Monday, December 21, 2009

Christmastime Gives Me An Excuse To Consume Bad Things

Other than buttermilk or liquefied Crisco it seems that eggnog is one of the most fattiest products you can drink. I don't know about you but I'm not a huge fan of buttermilk and drinking Crisco may sound like fun but I'll bet it's not all that tasty. However, I can imagine the internal lubrication and the constant moisturized skin would be lovely.

Eggnog brings back fond memories for me. As far back as I can remember, starting on Thanksgiving, my grandmother would always have a carton of eggnog in her fridge. I would pour myself a small glass and sip it because if I drank too much at one sitting I would just puke it all up and really, that's just being wasteful. Me being... well me at the time I didn't know this and was told, "Hey! Stop drinking all the goddamned eggnog in one sitting. All yer gonna do is throw it up. One small glass at a time!" Trust me when I say this was done all in a soft tone and out of love. She had referred to me as "Hey!" and not as my full name so that meant the level of shit I was in was lower than average. As we all know, when our elders scream out our full names it's time to hide in the closet and pray to the deity of your choice that you don't get a whoopin. Also, quickly prepare a story of exactly how you didn't do whatever it is you're about to get in trouble for. Anyways, my love affair with eggnog is long and full of fond (and not so fond) memories.

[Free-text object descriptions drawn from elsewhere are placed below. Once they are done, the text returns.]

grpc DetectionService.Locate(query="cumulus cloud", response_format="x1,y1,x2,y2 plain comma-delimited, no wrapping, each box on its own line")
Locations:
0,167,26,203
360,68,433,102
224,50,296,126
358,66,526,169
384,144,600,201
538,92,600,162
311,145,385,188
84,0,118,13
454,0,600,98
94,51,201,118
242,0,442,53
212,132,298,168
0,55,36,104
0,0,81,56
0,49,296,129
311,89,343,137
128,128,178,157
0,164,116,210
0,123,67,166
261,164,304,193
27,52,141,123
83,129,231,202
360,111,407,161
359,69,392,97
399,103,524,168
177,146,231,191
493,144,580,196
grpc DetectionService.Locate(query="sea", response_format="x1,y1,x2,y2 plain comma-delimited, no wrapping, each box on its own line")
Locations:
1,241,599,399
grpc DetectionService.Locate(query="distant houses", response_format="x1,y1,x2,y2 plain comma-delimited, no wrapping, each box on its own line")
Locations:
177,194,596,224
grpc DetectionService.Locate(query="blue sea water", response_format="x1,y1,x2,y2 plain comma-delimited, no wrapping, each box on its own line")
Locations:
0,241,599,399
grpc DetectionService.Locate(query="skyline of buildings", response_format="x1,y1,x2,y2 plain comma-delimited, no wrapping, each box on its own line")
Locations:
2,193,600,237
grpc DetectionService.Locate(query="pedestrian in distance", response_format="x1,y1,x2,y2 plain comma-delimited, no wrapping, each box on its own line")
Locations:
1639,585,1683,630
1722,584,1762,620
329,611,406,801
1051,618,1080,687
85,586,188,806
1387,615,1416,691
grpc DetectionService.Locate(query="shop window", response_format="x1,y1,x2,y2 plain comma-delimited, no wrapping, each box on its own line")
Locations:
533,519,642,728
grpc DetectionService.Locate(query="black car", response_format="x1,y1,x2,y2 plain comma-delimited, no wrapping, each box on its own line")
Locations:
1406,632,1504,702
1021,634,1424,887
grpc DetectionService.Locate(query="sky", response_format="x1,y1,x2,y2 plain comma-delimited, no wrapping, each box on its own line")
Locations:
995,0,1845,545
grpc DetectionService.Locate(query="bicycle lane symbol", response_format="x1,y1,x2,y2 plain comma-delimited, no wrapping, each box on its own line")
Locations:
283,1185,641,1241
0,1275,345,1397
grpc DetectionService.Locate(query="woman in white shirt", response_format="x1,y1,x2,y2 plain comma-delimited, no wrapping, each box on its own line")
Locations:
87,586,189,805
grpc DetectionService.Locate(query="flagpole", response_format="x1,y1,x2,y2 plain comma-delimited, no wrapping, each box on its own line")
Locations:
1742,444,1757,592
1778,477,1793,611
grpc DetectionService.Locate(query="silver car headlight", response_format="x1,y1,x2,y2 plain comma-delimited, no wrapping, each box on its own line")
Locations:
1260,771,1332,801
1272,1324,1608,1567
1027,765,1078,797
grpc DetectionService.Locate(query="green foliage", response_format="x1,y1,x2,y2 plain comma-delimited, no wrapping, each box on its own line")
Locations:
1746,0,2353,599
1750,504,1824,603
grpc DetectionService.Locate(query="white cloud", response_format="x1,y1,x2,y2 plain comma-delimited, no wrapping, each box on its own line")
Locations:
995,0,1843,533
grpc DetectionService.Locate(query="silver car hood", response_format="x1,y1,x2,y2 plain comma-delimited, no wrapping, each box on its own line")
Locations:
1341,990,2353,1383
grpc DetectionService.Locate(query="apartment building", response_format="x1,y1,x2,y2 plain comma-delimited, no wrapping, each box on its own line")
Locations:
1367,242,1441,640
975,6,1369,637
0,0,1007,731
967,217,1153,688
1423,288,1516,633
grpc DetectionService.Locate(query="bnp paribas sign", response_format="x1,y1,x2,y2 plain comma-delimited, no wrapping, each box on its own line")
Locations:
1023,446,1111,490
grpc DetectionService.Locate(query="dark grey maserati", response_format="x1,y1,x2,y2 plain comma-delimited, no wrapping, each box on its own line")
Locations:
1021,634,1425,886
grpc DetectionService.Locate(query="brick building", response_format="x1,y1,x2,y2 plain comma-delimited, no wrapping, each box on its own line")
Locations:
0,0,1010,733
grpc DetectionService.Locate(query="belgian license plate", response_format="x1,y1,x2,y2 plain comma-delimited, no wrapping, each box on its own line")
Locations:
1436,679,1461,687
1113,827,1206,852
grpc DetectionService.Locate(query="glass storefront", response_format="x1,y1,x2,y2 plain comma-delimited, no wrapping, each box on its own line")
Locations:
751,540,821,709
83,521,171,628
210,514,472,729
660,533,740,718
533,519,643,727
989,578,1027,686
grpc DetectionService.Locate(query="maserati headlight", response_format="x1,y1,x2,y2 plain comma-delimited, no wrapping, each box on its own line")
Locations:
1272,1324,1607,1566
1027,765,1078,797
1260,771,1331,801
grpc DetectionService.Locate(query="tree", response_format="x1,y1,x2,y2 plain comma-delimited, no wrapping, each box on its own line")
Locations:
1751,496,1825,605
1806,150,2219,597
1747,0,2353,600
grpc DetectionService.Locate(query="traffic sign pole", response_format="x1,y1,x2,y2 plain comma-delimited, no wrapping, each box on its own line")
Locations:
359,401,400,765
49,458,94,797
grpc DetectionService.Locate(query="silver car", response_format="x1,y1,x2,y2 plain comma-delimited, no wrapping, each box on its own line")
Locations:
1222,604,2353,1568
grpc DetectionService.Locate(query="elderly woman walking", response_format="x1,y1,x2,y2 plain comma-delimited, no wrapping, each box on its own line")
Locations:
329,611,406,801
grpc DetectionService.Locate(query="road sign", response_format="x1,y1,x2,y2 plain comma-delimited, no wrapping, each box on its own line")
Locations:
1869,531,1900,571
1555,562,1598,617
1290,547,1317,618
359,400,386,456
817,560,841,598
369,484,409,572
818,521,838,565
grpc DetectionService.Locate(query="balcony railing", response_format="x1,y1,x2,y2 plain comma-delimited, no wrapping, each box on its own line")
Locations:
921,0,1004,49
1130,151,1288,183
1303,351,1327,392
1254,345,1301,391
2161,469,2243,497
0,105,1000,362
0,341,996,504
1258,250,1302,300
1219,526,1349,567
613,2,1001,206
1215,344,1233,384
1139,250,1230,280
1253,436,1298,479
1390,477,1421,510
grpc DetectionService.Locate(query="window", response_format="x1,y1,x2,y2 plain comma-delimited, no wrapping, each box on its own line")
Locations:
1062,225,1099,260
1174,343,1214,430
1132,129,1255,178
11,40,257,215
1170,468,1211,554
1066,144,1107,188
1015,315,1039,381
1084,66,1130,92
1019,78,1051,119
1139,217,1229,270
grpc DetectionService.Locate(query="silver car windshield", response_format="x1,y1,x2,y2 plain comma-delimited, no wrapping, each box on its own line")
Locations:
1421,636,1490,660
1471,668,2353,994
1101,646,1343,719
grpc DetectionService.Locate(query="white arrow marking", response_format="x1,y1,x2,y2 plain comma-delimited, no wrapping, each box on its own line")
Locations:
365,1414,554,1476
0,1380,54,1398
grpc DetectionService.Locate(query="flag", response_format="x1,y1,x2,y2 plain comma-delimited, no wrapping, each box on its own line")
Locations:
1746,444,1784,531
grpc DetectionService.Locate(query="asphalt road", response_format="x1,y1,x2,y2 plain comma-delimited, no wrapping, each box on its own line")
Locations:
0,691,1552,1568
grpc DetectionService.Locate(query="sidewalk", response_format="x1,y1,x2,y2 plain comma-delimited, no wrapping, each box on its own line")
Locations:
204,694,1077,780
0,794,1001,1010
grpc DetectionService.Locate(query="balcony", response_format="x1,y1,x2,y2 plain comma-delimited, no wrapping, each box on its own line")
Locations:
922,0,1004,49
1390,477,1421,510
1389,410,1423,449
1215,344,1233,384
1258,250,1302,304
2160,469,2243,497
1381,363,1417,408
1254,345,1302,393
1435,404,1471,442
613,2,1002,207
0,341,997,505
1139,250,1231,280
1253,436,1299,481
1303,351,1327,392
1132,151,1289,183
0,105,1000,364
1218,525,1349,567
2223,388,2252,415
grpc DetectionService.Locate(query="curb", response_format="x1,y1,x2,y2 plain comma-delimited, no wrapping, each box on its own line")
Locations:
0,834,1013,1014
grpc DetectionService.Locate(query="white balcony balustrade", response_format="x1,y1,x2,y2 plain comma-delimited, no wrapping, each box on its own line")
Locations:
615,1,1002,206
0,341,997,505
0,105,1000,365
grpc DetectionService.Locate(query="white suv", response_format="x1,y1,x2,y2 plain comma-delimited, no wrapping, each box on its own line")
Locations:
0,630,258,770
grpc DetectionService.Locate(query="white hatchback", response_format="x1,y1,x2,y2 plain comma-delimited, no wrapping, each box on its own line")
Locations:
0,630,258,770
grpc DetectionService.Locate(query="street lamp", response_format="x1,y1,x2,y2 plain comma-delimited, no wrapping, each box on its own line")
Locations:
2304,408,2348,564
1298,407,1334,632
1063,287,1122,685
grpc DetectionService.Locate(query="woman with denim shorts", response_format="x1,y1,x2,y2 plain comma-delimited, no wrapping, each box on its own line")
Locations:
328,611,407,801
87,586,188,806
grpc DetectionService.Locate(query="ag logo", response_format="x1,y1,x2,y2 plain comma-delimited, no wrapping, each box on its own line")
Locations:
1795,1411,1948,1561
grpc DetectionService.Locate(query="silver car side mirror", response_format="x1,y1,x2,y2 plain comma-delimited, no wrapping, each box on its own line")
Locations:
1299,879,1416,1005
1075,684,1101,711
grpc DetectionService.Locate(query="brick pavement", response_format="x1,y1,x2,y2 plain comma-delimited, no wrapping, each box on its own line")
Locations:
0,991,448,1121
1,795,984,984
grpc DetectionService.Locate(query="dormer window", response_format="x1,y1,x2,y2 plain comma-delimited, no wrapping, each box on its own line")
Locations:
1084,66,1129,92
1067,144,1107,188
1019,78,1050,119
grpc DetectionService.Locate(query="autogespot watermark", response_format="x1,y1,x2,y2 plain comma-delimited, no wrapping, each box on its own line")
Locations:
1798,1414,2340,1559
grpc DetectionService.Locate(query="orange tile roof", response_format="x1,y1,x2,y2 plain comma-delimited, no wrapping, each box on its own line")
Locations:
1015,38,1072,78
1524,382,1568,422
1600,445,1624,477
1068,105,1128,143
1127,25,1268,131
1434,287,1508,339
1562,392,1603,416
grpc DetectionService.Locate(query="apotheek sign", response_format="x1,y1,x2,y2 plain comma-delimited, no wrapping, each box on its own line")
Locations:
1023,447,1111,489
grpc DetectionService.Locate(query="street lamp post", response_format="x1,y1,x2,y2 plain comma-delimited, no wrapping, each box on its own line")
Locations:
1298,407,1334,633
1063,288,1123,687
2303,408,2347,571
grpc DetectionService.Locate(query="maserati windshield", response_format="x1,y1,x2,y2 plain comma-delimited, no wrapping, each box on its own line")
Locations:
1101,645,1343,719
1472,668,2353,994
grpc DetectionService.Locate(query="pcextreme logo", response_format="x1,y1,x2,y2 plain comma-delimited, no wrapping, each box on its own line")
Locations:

Not so fond memory being that one time on Christmas Eve when I thought it would be hilarious if I snuck some rum into my eggnog. Seeing as how the smell of the nog would cover the smell of the booze no one would be the wiser! Heh. No one was the wiser until I started acting like a drunk and slurring my words. Drinking was never considered a big deal in my family, especially on holidays that required us to interact with each other for hours at a time, and more than likely my mother figured that I would realize the next morning just exactly how much I would live to regret that decision to spike the eggnog. She was right. There's nothing worse than having your three year old sister wake you up in at 5 in the morning because, "OMG Santa Claus came!" and hauling your 14 year-old hungover butt outta bed to open gifts when you feel like death. And so began my hatred for hangovers and really, shouldn't I have learned my lesson by now?

Each year at Christmas I look forward to purchasing that one carton of eggnog to savor. Seeing as how most people I know loathe the creamy egg filled deliciousness made by the hands of Jesus himself I can usually assume I will get the whole thing to myself. This year is no different. I have been fighting the 'nog craving for weeks now and yesterday I gave in. With the excuse that I would save it to take to the in-laws house on Christmas I was more than willing to share my treat. However, I learned that none of my in-laws liked eggnog. It's a Christmas miracle! Thank you sweet baby Jesus! With that knowledge and with my craving finally getting the better of me I busted into that cold jug. Poured myself a big glass and happily sat in bed and sipped it. Well at first I sipped it, then gulped it down and the best part is... I didn't even feel guilty about it. It's full of calories and sugar and fat and everything that is bad for me but I didn't care. It was so very very tasty.

I have a feeling the eggnog won't last the week.

Now I've shared my favorite Christmas treat, so what's yours? What do you absolutely HAVE to have?



2 comments:

S said...

Oh my, Mo. You and I are on the same page: I was just thinking this morning that I needed to get some egg nog because I haven't had any yet this year. (Seeing the advertisement for egg nog latte at Star$$ may have prompted this thought.)

My favorite Christmas treat is my stepmom's fudge. I could eat it all, given the opportunity, so it's probably a good thing I don't often spend Christmas at my dad's nowadays.

P.S. My verification word is "unshers." LOL

Scottsdale ELF said...

There is a reason NO ONE ELSE LIKES IT. GUH! Nasty ass SHIT that is! You can have another bottle from Me, because I certainly am not supportin the NOG industry.
LOVE YOU, MERRY CHRISTMAS TO YOU AND TIMMEH!